Even with all its limitations, physical testing becomes more and more expensive, while computer processing costs continue to decrease. But even though it makes good business sense to replace the total dependence on the former with some reliance on the later purely on the basis of the cost comparison between the two methods, that still doesn’t take into account the flexibility and the depth of information computer simulation can provide.

By comparison, instead of isolating a few risk factors and testing for those, VLM addresses Full Spectrum Variability™ (FSV) by predicting the impact of ALL the factors that determine the fleet durability of your product. These factors include variability introduced by three broad factors: 1) your materials in their design configuration, 2) the way all your different customers use the product, 3) business factors including pricing, costs, and logistics. By measuring all these factors and calculating their relative impact, VEXTEC can provide you with a complete picture of your product’s life cycle, before the product is ever made.

TCO Analysis

Virtual Life Management analysis allows you to get answers to questions you were never even able to ask before. For instance, the accompanying chart shows how VLM simulations allowed a manufacturer to compare different total cost of ownership (TCO) scenarios by comparing the product offerings of two different suppliers. The results were surprising, and financially rewarding.
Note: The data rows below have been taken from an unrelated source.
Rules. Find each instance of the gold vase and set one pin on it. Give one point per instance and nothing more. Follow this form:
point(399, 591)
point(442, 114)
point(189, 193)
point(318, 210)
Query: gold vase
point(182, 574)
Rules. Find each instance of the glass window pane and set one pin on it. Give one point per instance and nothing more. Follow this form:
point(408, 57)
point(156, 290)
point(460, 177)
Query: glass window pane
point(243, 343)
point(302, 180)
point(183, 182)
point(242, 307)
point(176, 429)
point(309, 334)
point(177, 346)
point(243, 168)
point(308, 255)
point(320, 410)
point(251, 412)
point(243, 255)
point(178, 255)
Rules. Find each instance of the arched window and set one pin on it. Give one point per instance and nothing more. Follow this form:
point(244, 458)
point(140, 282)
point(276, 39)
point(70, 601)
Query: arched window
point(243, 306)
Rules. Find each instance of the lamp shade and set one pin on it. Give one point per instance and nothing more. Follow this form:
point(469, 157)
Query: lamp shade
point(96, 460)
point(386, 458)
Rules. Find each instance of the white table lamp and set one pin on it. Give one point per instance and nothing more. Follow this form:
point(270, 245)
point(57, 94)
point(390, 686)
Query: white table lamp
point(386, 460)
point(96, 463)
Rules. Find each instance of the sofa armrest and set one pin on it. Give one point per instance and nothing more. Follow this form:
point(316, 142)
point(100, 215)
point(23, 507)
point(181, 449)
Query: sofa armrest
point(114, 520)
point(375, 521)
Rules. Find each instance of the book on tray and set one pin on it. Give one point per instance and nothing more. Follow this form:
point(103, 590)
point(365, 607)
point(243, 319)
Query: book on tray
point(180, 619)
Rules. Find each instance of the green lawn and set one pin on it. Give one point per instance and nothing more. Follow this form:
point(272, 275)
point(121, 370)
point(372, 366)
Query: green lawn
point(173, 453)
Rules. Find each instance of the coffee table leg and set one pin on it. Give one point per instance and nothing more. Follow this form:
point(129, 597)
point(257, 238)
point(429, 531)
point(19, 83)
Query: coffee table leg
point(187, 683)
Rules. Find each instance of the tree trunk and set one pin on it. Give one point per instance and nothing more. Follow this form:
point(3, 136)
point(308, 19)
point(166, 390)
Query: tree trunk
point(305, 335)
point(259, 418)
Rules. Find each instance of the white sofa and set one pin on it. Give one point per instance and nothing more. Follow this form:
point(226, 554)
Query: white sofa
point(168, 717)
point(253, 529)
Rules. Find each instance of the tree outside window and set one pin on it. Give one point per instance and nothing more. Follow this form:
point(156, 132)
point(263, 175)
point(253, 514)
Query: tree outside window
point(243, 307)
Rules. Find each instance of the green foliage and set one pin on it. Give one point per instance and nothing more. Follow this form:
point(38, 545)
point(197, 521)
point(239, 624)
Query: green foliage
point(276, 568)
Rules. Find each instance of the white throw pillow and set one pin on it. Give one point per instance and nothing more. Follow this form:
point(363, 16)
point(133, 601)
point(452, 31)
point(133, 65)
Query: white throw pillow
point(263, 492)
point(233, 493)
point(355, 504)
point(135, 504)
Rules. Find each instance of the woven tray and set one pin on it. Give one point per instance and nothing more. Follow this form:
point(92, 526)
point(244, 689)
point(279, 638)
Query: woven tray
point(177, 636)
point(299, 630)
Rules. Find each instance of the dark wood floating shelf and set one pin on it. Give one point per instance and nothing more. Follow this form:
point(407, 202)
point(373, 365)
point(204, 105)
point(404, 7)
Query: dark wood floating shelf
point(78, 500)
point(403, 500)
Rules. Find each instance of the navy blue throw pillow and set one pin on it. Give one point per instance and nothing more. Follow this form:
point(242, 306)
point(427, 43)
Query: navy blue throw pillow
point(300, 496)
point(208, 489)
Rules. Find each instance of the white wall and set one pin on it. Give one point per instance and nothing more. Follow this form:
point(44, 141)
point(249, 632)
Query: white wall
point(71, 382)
Suppliers A and B each supply a Component X to an existing fleet. There’s a huge differential in the cost of the two components, but there’s also a big difference in the quality of the two parts. The component from Supplier A lasts more than twice as long. Even so, the predicted fleet cost in this scenario is $150 million, quite a bit more than the lowest cost supplier is able to provide. And, in the absence of any other information, most purchasing departments would make the obvious choice.

But let’s say your purchasing department has access to warranty cost information based on a VEXTEC simulation that models the aftermarket costs associated with both supplier’s parts. Once again, the results are clear, but the choice is just the opposite. Because instead of awarding the contract purely on the basis of price, your purchasing department can award it based on warranty savings. In which case, you could put $22 million right on the bottom line.

By the way, this example isn’t something we just made up. This is data from a real life deployment, with real life results.